Standard RE: Das Märchen von der Bärenprinzessin

Zitat:
... und die ganze Rückfahrt lang das Steuerrad meines exklusiven Oberklassewagens mit der linken Hand gehalten?
hat er (in seiner position!) denn keinen fahrer? sonn’ großen muskulösen kawenzmann in schwarzer jeans, schwarzem sakko, schwarzem rolli, mit rolex, sonnenbrille, goldkreuzchen, dreitagebart und hochgegeltem bürstenschnitt? oder war der fahrer grad in eigener sache anderswo unterwegs?
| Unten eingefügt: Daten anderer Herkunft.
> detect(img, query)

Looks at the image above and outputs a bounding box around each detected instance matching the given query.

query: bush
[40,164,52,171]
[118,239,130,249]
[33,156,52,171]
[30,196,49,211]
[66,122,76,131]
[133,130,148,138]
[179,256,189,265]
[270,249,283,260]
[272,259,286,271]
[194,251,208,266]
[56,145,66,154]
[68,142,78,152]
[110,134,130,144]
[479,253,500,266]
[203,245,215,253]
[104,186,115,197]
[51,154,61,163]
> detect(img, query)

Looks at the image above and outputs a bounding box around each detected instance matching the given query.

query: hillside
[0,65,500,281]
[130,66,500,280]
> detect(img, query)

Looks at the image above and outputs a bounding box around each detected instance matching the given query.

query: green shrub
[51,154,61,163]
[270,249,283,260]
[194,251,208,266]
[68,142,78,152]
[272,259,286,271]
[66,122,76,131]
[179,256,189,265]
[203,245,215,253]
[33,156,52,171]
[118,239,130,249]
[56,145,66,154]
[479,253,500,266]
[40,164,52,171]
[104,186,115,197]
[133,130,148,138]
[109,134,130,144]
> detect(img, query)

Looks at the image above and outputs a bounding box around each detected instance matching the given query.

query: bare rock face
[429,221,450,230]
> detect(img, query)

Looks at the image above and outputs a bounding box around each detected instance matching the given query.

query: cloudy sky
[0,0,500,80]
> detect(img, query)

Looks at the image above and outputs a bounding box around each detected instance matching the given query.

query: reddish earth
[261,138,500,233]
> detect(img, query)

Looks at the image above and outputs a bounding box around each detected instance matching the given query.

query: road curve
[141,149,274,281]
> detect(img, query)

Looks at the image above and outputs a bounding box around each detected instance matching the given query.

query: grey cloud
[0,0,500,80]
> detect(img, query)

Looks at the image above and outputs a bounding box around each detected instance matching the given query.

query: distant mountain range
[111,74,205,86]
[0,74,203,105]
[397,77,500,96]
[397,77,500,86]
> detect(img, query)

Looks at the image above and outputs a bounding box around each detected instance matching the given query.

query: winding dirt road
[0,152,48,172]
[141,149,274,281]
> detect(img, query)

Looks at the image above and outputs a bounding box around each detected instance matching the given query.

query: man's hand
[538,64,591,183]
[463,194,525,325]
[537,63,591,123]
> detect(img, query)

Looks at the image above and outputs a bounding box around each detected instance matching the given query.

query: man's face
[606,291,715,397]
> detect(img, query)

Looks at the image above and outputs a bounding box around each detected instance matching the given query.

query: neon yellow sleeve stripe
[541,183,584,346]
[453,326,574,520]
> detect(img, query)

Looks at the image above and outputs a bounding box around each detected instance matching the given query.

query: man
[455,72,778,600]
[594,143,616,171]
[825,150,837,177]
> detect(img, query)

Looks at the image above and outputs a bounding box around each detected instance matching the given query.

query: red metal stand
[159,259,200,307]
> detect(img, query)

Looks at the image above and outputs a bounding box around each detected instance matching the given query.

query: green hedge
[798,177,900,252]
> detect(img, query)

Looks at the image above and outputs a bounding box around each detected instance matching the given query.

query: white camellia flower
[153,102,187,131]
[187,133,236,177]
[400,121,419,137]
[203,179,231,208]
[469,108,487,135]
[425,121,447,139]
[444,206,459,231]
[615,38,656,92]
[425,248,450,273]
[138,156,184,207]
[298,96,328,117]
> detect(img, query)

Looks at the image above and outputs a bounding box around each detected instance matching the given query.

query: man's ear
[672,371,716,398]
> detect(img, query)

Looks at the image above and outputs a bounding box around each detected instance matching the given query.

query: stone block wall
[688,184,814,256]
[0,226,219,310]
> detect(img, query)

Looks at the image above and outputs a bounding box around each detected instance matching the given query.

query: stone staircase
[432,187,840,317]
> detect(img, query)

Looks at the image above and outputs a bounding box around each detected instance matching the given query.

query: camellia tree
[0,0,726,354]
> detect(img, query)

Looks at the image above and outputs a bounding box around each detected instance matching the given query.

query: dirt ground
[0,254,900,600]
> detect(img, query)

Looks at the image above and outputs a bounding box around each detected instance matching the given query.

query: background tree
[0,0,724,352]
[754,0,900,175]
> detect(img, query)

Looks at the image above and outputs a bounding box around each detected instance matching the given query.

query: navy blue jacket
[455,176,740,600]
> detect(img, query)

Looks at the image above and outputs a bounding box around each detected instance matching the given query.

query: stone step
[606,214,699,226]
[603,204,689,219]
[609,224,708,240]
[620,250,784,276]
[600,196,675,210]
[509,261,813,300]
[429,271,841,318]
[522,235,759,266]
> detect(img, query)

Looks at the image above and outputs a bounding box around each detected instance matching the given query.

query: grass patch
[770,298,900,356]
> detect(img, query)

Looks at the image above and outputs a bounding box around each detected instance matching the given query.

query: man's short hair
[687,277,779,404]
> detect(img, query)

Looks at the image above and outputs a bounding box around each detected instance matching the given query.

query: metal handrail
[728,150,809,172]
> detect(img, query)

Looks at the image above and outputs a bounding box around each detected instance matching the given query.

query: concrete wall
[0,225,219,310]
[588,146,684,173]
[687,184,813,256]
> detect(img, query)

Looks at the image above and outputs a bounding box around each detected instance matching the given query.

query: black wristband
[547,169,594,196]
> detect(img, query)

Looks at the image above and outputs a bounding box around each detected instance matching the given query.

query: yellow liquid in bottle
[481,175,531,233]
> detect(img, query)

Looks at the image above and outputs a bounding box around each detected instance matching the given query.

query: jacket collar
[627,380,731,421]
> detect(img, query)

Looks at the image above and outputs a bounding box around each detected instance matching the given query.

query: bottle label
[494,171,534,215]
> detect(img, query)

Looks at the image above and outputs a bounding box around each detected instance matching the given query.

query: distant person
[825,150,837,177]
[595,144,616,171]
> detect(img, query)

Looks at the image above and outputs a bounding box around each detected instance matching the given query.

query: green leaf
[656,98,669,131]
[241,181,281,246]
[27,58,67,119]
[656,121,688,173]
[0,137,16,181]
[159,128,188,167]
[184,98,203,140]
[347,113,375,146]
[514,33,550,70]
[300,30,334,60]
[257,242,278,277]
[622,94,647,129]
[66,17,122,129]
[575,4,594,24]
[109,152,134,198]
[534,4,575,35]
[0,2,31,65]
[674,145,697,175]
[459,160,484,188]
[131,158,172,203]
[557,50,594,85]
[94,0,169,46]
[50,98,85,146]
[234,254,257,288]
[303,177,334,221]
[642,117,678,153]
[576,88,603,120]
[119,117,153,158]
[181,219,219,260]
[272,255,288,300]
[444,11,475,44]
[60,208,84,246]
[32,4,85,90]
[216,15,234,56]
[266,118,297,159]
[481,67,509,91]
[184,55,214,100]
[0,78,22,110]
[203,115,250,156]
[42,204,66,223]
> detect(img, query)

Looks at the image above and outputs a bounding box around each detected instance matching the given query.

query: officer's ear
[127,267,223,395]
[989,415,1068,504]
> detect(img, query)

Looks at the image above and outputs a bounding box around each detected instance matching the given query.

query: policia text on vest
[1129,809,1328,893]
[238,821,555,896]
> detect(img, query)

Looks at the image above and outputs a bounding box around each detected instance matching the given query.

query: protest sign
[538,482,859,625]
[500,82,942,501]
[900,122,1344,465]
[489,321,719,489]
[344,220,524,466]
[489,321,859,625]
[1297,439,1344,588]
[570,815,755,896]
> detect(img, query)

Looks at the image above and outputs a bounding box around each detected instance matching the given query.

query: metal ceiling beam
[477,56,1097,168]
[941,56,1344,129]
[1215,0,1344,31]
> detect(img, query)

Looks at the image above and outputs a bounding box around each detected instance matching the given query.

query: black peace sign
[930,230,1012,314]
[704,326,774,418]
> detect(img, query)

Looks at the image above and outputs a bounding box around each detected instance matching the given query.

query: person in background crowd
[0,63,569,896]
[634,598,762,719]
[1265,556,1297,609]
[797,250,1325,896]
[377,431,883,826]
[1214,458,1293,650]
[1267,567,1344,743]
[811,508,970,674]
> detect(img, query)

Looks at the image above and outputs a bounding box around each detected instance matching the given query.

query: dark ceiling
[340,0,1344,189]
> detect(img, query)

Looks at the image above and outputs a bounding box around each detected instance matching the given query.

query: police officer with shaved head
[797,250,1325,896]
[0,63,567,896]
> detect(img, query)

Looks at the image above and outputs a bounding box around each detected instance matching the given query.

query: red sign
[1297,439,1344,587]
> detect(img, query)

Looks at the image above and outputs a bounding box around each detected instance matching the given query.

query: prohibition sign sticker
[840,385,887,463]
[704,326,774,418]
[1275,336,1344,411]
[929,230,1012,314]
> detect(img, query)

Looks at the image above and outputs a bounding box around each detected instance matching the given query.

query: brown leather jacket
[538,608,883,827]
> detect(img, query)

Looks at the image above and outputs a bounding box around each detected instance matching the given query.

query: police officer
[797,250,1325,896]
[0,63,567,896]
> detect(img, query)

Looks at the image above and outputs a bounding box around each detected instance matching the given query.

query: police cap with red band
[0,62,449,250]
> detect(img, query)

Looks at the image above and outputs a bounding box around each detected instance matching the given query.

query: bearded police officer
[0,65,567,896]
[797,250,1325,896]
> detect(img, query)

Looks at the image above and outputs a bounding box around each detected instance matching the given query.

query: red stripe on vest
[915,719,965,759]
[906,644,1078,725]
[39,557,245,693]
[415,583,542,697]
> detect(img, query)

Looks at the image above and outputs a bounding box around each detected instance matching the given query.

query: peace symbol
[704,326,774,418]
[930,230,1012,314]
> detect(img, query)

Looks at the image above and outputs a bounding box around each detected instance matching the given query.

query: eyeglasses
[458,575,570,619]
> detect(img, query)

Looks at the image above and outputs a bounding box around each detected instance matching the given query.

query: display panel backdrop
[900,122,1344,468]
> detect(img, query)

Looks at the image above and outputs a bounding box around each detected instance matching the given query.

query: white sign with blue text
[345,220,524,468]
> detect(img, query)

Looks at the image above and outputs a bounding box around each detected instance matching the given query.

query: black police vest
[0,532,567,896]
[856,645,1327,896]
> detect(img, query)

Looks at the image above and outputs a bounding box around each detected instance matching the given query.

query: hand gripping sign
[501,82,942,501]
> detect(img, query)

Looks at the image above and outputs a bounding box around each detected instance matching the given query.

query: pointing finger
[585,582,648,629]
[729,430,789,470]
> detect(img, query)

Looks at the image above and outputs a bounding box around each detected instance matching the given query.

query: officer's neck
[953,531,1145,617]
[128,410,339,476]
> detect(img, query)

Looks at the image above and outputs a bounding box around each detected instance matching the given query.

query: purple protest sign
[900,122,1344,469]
also, als märchen lese ich es nicht. eher als verhalten satirischen einwurf, der märchen(motiv)haft daherkommen mag, aber eigentlich mehr vom tanz der geschlechter spricht, von abgeschabten rollenklischees, die leider unbrauchbar geworden sind, von idealisch-idolisch verseuchten vorstellungen und erwartungen, die in den frauen- und männerköpfen herumspuken und verwirrung stiften und verhindern, dass einer mit einer zusammenkommt.

oder ... nein, ich lese es doch lieber als leicht absurdelndes märchen. das ist einfacher.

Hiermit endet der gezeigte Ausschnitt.